В числе рождественских гостей в тот год был и Бетге. Бонхёффер опробовал снегоступы, все дружно катались на лыжах, в сочельник обменивались подарками. Один подарок прибыл издалека, от друга Бонхёффера, пастора Эрвина Шюца, трудившегося в глуши Гросс-Шлоссенвица. «Дорогой брат Шюц, – писал ему Бонхёффер, – то был замечательный сюрприз, радостная неожиданность, когда на глазах у моих племянников и племянниц мы открыли посылку и выскочил живой кролик»484. Порадовавшись подаркам, всей компанией отправились на мессу в богато украшенную монастырскую церковь.
Родители прислали Дитриху французский словарь – он собирался в скором времени в Женеву. Они также прислали лупу, некогда принадлежавшую его брату Вальтеру. Вальтер, погибший на ставшей уже историей Первой мировой, был в семье главным естествоиспытателем. Двадцать восьмого Бонхёффер в ответном письме поблагодарил родителей и поделился с ними ощущением «новой реальности»: перемены наступят не так скоро, как хотелось бы. Он был твердо намерен искать более глубокую истину, скрытую внутри безнадежной с виду ситуации.
В прошлом году… под конец года мы все, наверное, думали, что в этом году нам удастся сделать решительный шаг вперед и появится большая ясность.

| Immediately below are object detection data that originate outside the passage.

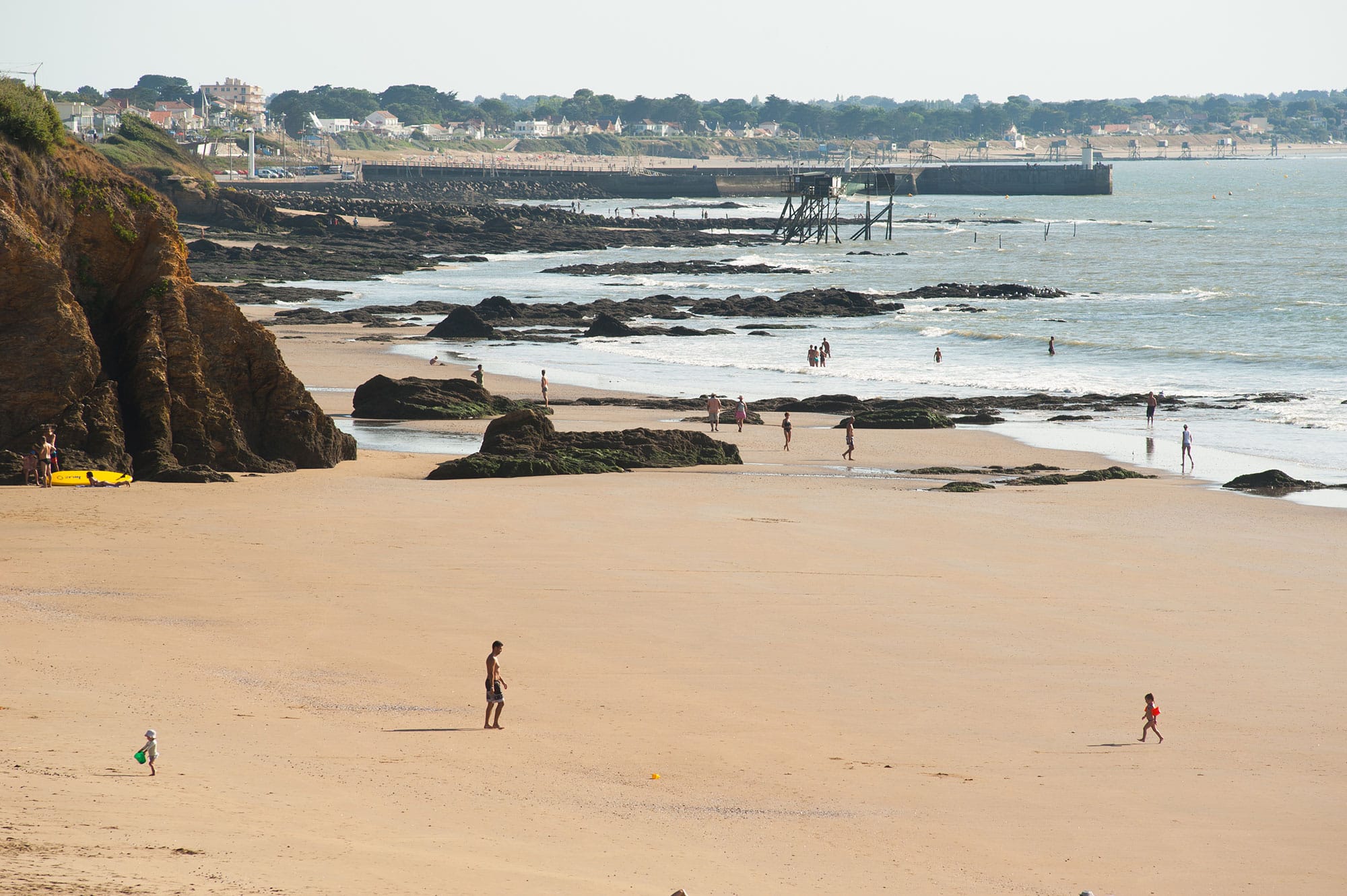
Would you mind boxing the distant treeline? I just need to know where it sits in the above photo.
[42,75,1347,143]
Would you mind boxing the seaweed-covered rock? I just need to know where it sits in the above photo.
[426,306,496,339]
[935,481,995,492]
[264,306,384,327]
[1070,467,1154,481]
[543,259,812,277]
[1006,473,1071,485]
[834,408,954,429]
[1222,469,1347,495]
[898,283,1067,299]
[1005,464,1154,485]
[683,407,764,427]
[585,311,637,337]
[352,374,551,420]
[427,409,742,479]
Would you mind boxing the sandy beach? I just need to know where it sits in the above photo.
[0,321,1347,896]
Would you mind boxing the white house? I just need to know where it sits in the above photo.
[55,102,94,133]
[445,118,486,140]
[509,120,552,137]
[362,109,401,131]
[412,124,453,141]
[308,113,360,133]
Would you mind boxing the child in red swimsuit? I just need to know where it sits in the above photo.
[1137,694,1165,744]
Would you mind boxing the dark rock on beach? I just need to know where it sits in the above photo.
[1005,467,1154,485]
[585,312,637,337]
[352,376,551,420]
[427,411,742,479]
[543,260,812,277]
[263,307,389,327]
[426,306,500,339]
[1222,469,1347,496]
[220,283,353,305]
[834,408,954,429]
[683,407,764,427]
[936,481,995,492]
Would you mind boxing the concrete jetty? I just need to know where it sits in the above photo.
[362,163,1113,199]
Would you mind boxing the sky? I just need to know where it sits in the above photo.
[0,0,1347,102]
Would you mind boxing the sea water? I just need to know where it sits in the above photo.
[276,158,1347,500]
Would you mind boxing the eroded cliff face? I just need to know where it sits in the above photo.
[0,137,356,481]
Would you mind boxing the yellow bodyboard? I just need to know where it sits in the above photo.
[51,469,132,485]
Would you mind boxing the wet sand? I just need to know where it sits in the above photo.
[0,321,1347,896]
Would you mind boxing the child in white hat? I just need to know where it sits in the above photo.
[140,728,159,778]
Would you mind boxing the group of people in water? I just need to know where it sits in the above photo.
[806,339,832,368]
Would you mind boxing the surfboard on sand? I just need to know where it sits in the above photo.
[51,469,132,485]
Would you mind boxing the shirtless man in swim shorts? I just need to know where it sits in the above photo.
[482,640,509,728]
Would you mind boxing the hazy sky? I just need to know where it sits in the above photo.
[0,0,1347,101]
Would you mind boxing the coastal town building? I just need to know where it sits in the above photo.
[364,109,401,129]
[445,118,486,140]
[509,118,552,137]
[55,102,94,135]
[360,109,412,137]
[308,113,360,133]
[201,78,267,118]
[412,124,453,143]
[632,118,683,137]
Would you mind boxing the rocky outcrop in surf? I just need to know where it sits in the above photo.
[427,411,744,479]
[543,259,812,277]
[352,376,551,420]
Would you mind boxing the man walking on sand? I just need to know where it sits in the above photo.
[482,640,509,728]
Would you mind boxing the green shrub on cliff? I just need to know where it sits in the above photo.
[0,78,66,152]
[94,116,217,192]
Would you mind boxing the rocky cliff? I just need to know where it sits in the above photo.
[0,132,356,481]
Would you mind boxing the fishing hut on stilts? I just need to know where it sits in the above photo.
[773,168,898,242]
[772,171,842,242]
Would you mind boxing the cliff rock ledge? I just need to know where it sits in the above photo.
[0,133,356,483]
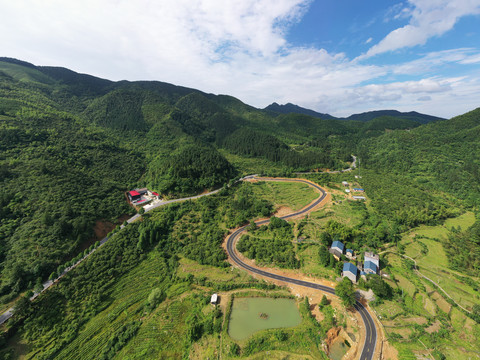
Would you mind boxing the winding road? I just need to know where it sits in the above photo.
[0,173,377,360]
[227,178,377,360]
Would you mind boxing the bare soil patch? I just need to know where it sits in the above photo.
[425,320,442,334]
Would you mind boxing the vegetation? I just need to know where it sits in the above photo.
[237,216,300,269]
[335,277,355,307]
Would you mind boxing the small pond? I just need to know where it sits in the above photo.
[228,297,302,340]
[328,337,349,360]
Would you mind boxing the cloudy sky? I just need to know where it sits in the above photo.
[0,0,480,117]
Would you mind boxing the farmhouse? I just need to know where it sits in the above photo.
[135,188,148,195]
[210,294,218,305]
[328,241,345,261]
[352,195,366,200]
[128,190,142,201]
[363,261,378,274]
[342,263,358,283]
[363,252,380,269]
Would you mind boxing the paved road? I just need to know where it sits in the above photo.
[0,175,377,360]
[0,186,223,325]
[227,178,377,360]
[295,155,357,175]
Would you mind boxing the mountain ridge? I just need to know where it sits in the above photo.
[263,102,445,124]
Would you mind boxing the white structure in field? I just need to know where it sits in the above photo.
[210,294,218,305]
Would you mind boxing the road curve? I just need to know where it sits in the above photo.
[227,178,377,360]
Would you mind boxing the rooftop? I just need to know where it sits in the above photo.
[343,263,358,275]
[365,252,379,260]
[363,261,378,272]
[332,240,345,251]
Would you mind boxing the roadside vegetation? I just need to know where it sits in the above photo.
[0,58,480,359]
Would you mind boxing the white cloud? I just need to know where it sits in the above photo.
[0,0,480,116]
[417,95,432,101]
[359,0,480,59]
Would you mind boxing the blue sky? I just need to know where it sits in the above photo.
[0,0,480,118]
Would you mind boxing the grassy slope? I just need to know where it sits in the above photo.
[252,181,320,211]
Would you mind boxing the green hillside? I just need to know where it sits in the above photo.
[0,58,480,359]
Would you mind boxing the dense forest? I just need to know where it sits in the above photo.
[0,58,480,359]
[0,58,436,301]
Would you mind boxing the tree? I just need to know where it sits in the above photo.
[148,288,166,310]
[318,245,331,267]
[335,277,355,308]
[13,296,31,317]
[367,275,393,299]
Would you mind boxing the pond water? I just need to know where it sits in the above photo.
[328,337,348,360]
[228,297,302,340]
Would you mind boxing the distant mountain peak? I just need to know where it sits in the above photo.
[263,102,336,119]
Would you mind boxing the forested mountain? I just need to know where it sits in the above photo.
[0,58,472,324]
[264,102,335,119]
[344,110,445,124]
[264,102,445,124]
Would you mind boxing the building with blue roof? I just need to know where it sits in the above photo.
[342,263,358,283]
[363,261,378,274]
[332,240,345,254]
[329,240,345,261]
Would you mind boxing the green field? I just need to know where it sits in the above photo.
[375,212,480,359]
[402,212,480,309]
[248,181,320,211]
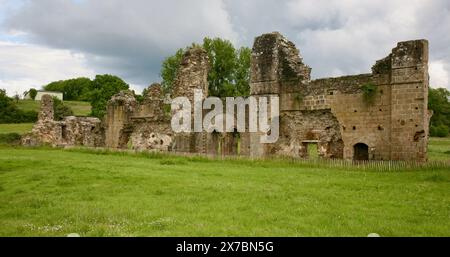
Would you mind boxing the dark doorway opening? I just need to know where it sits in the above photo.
[353,143,369,161]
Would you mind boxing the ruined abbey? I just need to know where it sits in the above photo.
[22,32,431,161]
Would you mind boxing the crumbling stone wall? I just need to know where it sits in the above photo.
[130,83,173,151]
[105,91,137,148]
[172,47,209,154]
[23,32,430,161]
[251,33,430,160]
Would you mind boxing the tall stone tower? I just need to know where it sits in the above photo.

Теперь же крайне сомнительно, в какой мере эта надежда сбылась и сбылась ли вообще… Мне кажется, что нужно примириться с долгим ожиданием, жить более прошлым и настоящим, то есть благодарностью, а не видением будущего485.
Сходные мысли он выразил и в письме Шюцу: «Мы пойдем низиной и окажемся в лощине куда более глубокой, чем теперь, прежде чем сможем вновь начать подъем и выйти с другой стороны. Главное – позволить, чтобы нас целиком и полностью вели, не сопротивляться и не проявлять нетерпения. Тогда все будет хорошо»486.
Он был готов к долгому ожиданию, будь что будет.
В Эттале Бонхёффер часто общался с другими участниками Сопротивления, в том числе с министром юстиции Гюртнером и с Карлом Герделером, бывшим мэром Лейпцига. Мюллер навещал его чуть ли не ежедневно. В рождественские праздники Бонхёффер и Бетге встречались с Донаньи и ватиканскими послами, в том числе с личным секретарем Пия XII Робертом Лейбером. Бетге и Бонхёффер прогулялись вместе с Гюртнером по альпийскому холоду и обсудили проблемы во взаимоотношениях между Исповеднической церковью и Имперской церковью [48] .
В январе 1941 года Бонхёффер съездил в Мюнхен повидаться с Юстусом Перельсом, главой юридической службы Исповеднической церкви. Перельс всеми силами пытался склонить правительство рейха к более снисходительному обращению с пасторами Исповеднической церкви – пока что их призывали чуть ли не всех подряд, причем в действующую армию, и Церковь была обескровлена. То была злонамеренная политика нацистов, и Перельс надеялся убедить их в том, что Исповедническая церковь заслуживает такого же отношения, как и рейхсцерковь.
В Мюнхене Бонхёффер сходил вместе с Перельсом на оперу Бетховена «Создание Прометея», поставленную как пантомиму, но «не пришел в восторг». Они также посмотрели фильм о жизни Шиллера, который Бонхёффер рекомендовал Бетге в следующих выражениях: «Кошмар: патетично, клишированно, лживо, нереалистично, антиисторично, плохо сыграно, китч! Сходи сам посмотри. Так я представлял себе Шиллера, когда учился в средней школе»487.
Впервые за пять лет Бонхёффер и Бетге оказались надолго разлучены. Дитрих постоянно нуждался в присутствии друга: он просил Бетге критиковать и помогать оттачивать его богословские идеи, и во время работы над «Этикой» ему недоставало возможности обсуждать новые мысли и проверять их на доверенном друге. Годами они почти ежедневно молились вместе, и – самая интимная связь – они исповедовались друг другу. Каждый из них знал самые тайные переживания другого, они всегда включали в число своих молитв ходатайство друг за друга. 1 февраля Бонхёффер сделал самому себе подарок ко дню рождения, написав Бетге письмо с рассуждением об их дружбе.